Image © Adjaye Associates
The Princeton University Art Museum, New Jersey, revealed designs for its new building that embodies flexibility, openness, and connectivity to break down barriers to participation and invite entry by all.
Sir David Adjaye, founder of Adjaye Associates, is the design architect. The building will replace and roughly double the square footage of the existing facility, which occupies a central location on Princeton’s campus. The design employs a mix of traditional materials—including stone, bronze, and glass—that speaks both to the present moment and the historic Princeton context.
At a time of national self-reflection for both museums and universities, the design embodies the museum’s long-standing commitment to serve as a hub and a gathering place, a nexus for the arts and humanities—a metaphor for the college campus at its best—that affords encounters with cultures past and present from around the world and seeks to foster stronger citizenship among its university, local, and global communities, Princeton University said in a press release. The new building design overcomes multiple historic barriers to participation, making the visual arts an essential part of the university experience for all Princeton students and an accessible home of democratic engagement for community members and visitors.
“The reconstruction of the Princeton University Art Museum is conceived as a campus within the campus,” said Adjaye, “a space of genuine inquiry where the exhibition of diverse practices, learning as a synthesis of knowledge and cross-cultural connections weave together into a singular experience that encompasses a multiplicity of ideas and peoples.”
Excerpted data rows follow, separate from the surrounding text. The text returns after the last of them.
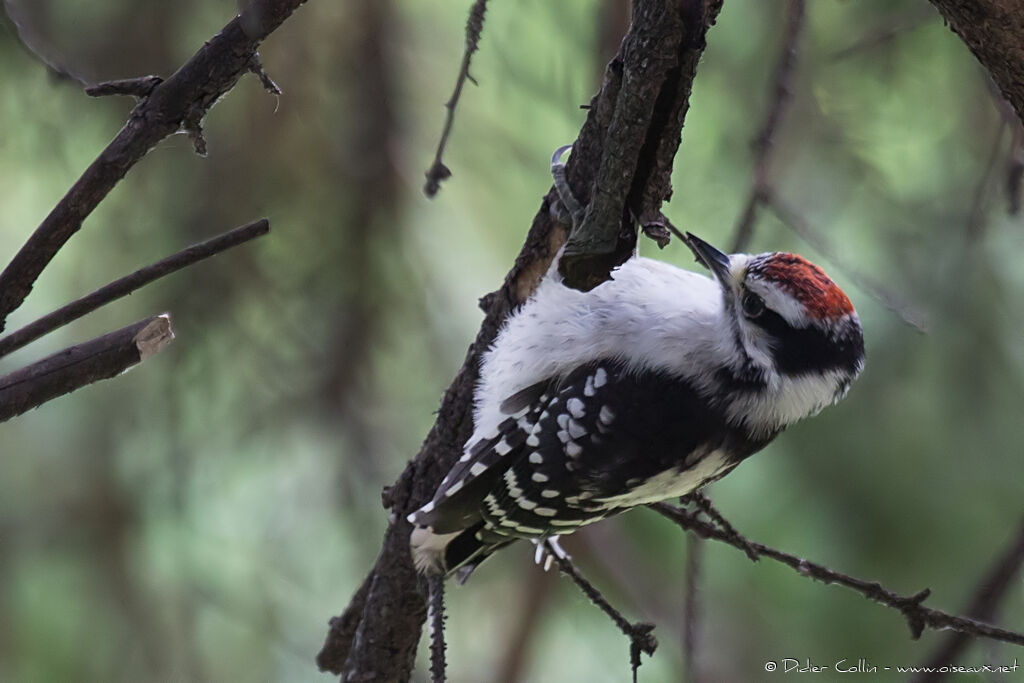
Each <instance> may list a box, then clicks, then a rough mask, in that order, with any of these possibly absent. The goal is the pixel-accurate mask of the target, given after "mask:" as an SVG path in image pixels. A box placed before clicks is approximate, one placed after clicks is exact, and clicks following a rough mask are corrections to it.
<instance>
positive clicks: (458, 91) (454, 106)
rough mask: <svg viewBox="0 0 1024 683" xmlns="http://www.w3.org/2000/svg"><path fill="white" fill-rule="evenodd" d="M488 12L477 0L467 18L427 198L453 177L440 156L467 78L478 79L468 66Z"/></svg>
mask: <svg viewBox="0 0 1024 683" xmlns="http://www.w3.org/2000/svg"><path fill="white" fill-rule="evenodd" d="M486 11H487V0H476V1H475V2H474V3H473V6H472V7H470V9H469V18H468V19H466V50H465V51H464V52H463V54H462V66H461V67H460V68H459V77H458V78H457V79H456V81H455V90H454V91H453V92H452V96H451V97H449V100H447V102H445V103H444V109H445V110H446V113H445V114H444V128H443V129H442V130H441V139H440V140H439V141H438V142H437V152H436V153H434V162H433V163H432V164H431V165H430V168H429V169H427V183H426V184H425V185H424V186H423V191H424V194H425V195H426V196H427V197H434V196H435V195H437V191H438V190H439V189H440V188H441V181H442V180H447V179H449V178H451V177H452V171H451V169H449V167H447V166H445V165H444V162H443V161H441V157H443V156H444V148H445V147H447V138H449V135H451V134H452V126H453V124H455V110H456V108H457V106H458V105H459V98H460V97H462V89H463V87H465V85H466V81H467V80H468V81H472V82H473V83H474V84H475V83H476V80H474V79H473V77H472V76H470V75H469V65H470V62H471V61H472V60H473V53H474V52H476V50H477V49H479V47H480V34H481V33H483V15H484V14H485V13H486Z"/></svg>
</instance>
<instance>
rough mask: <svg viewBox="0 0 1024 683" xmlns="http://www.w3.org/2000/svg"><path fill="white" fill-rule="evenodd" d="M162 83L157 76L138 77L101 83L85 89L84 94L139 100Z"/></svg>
mask: <svg viewBox="0 0 1024 683" xmlns="http://www.w3.org/2000/svg"><path fill="white" fill-rule="evenodd" d="M163 82H164V79H162V78H161V77H159V76H140V77H138V78H123V79H119V80H116V81H103V82H102V83H96V84H95V85H90V86H88V87H86V88H85V94H87V95H89V96H90V97H108V96H110V95H131V96H132V97H137V98H139V99H141V98H144V97H148V96H150V95H152V94H153V91H154V90H156V89H157V86H159V85H160V84H161V83H163Z"/></svg>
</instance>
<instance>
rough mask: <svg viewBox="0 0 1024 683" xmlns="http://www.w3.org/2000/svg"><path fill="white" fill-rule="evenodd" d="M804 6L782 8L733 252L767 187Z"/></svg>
mask: <svg viewBox="0 0 1024 683" xmlns="http://www.w3.org/2000/svg"><path fill="white" fill-rule="evenodd" d="M805 14H806V7H805V3H804V0H790V4H788V7H787V9H786V19H785V32H784V33H783V36H782V49H781V51H780V53H779V56H778V61H777V62H776V65H775V73H774V76H773V77H772V95H771V104H770V105H769V106H768V113H767V115H765V120H764V123H762V124H761V130H760V131H759V132H758V134H757V136H756V137H755V138H754V143H753V146H754V179H753V180H752V181H751V189H750V191H749V193H748V196H746V204H745V205H743V210H742V211H741V212H740V214H739V218H738V219H737V221H736V227H735V232H734V237H733V239H732V247H731V248H730V251H731V252H733V253H736V252H741V251H745V250H746V247H748V245H750V242H751V238H752V237H753V236H754V224H755V223H756V222H757V211H758V207H759V206H760V205H761V204H763V203H764V201H765V198H766V197H767V193H768V188H769V187H770V180H769V171H770V170H771V161H772V153H773V152H774V150H775V131H776V130H777V129H778V126H779V124H780V123H781V121H782V116H783V115H784V114H785V111H786V109H787V108H786V104H788V102H790V100H791V99H792V98H793V80H794V73H795V72H796V67H797V47H798V45H799V44H800V35H801V33H802V32H803V28H804V17H805Z"/></svg>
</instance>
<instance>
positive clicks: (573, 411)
mask: <svg viewBox="0 0 1024 683" xmlns="http://www.w3.org/2000/svg"><path fill="white" fill-rule="evenodd" d="M565 408H567V409H568V411H569V413H570V414H571V415H572V417H573V418H582V417H583V416H584V413H585V412H586V411H585V410H584V404H583V401H582V400H580V399H579V398H577V397H575V396H573V397H572V398H569V399H568V400H567V401H566V402H565Z"/></svg>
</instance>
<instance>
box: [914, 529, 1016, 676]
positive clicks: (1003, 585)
mask: <svg viewBox="0 0 1024 683" xmlns="http://www.w3.org/2000/svg"><path fill="white" fill-rule="evenodd" d="M1022 565H1024V520H1022V521H1021V523H1020V525H1019V526H1018V527H1017V536H1016V537H1014V538H1013V539H1012V540H1011V543H1010V545H1008V546H1007V548H1006V550H1004V551H1002V554H1001V555H1000V556H999V557H998V558H996V560H995V562H993V563H992V566H991V567H990V568H989V570H988V571H987V572H986V573H985V575H984V577H983V578H982V580H981V581H980V582H978V586H977V588H976V589H975V592H974V597H973V598H971V602H970V604H969V605H968V607H967V609H966V610H965V611H964V613H965V614H967V615H968V616H969V617H971V618H974V620H979V621H983V622H989V621H991V620H992V617H993V616H995V612H996V610H997V609H998V606H999V604H1000V603H1001V602H1002V599H1004V598H1005V597H1006V595H1007V592H1008V591H1010V590H1011V589H1012V588H1013V587H1014V585H1015V582H1016V580H1017V578H1018V577H1019V575H1020V572H1021V566H1022ZM971 642H972V641H971V636H970V634H968V633H966V632H964V631H956V632H953V633H950V634H949V635H948V636H946V637H945V639H944V640H943V641H942V642H941V643H940V644H939V646H938V647H937V648H936V649H935V652H934V653H933V654H932V656H930V657H929V658H928V664H926V665H924V667H925V668H926V669H928V668H931V669H933V670H935V671H933V672H930V673H925V674H921V675H920V676H919V677H918V678H915V679H914V680H915V681H916V682H918V683H935V682H936V681H941V680H943V679H944V678H946V674H940V673H938V671H937V670H938V669H940V668H942V667H944V666H946V665H948V664H949V663H950V661H956V660H957V659H958V658H959V656H961V655H962V654H963V653H964V650H966V649H967V646H968V645H970V644H971Z"/></svg>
The new museum will occupy three stories, featuring seven primary interlocked pavilions containing many of the building’s new galleries, interspersed with more intimate spaces breaking down the scale of the whole while knitting the elements of the new building into the campus landscape. The exterior of the building is characterized by alternating rough and polished stone surfaces inspired by the history of the surrounding environment. With a pulsating rhythm that responds to the forms of nearby buildings and with the “push-pull” of its undulating façades, the new facility will welcome visitors from all directions through a design that strives to be “all fronts and no backs.”
The design of the new building allows the museum’s collections to be exhibited substantially on a single level, shaping new ways of encountering the collections, privileging ideas of cultural contact and exchange, and fostering new modes of storytelling. By challenging the traditional hierarchies inherent in multilevel gallery display, the museum will foster moments of discovery and surprise as visitors encounter ideas and objects in ways that move beyond the boundaries of geography and chronology. This approach brings architecture and curatorial practice together in a manner that is rare among major cultural institutions. Galleries will alternate in volume to accommodate the museum’s varied collections and to combat visitor fatigue, while elements of visible storage will feature significantly throughout the museum building, allowing curators to vary the density of display and create moments ideally suited for scholars as well as for general visitors.
Numerous bronze and glass “lenses” are positioned between the pavilions to break up the scale of the complex and to shape framed glimpses into the museum and vistas out onto the Princeton campus. The design includes outdoor terraces that diminish borders between indoors and out, including spaces for performances and events. A Grand Hall for lectures, performances, and events; numerous classroom spaces and two “creativity labs”; and a rooftop café will serve university audiences, adults, and K to 12 students.
As an investment in the architecture of our time, the new building will join nearly 30 architectural styles reflected on Princeton’s campus. The design inserts itself into campus life by maintaining key pedestrian pathways flowing into and through the museum via two “art walks”— thoroughfares functioning as the new building’s circulatory spine. At the ground level, permeability and accessibility are prioritized while affording glimpses into the galleries, most of which will be located on the building’s second level, even during times of day when the galleries might be closed. The decision to build the new museum at the historic site of the current facility intentionally positions the museum at the physical heart of the campus, and keeps it physically adjacent to the university’s Department of Art and Archaeology and to Marquand Library, as an important research center for the humanities.
Adjaye Associates was selected as the project architect in September 2018, in collaboration with Cooper Robertson as the executive architect. Since work on the project began, the museum, Adjaye Associates, and Cooper Robertson have been united in the belief that great architecture can offer solace and grace and be a source of collective memory and communal experience.
Construction is slated to begin in 2021 with an anticipated opening in late 2024.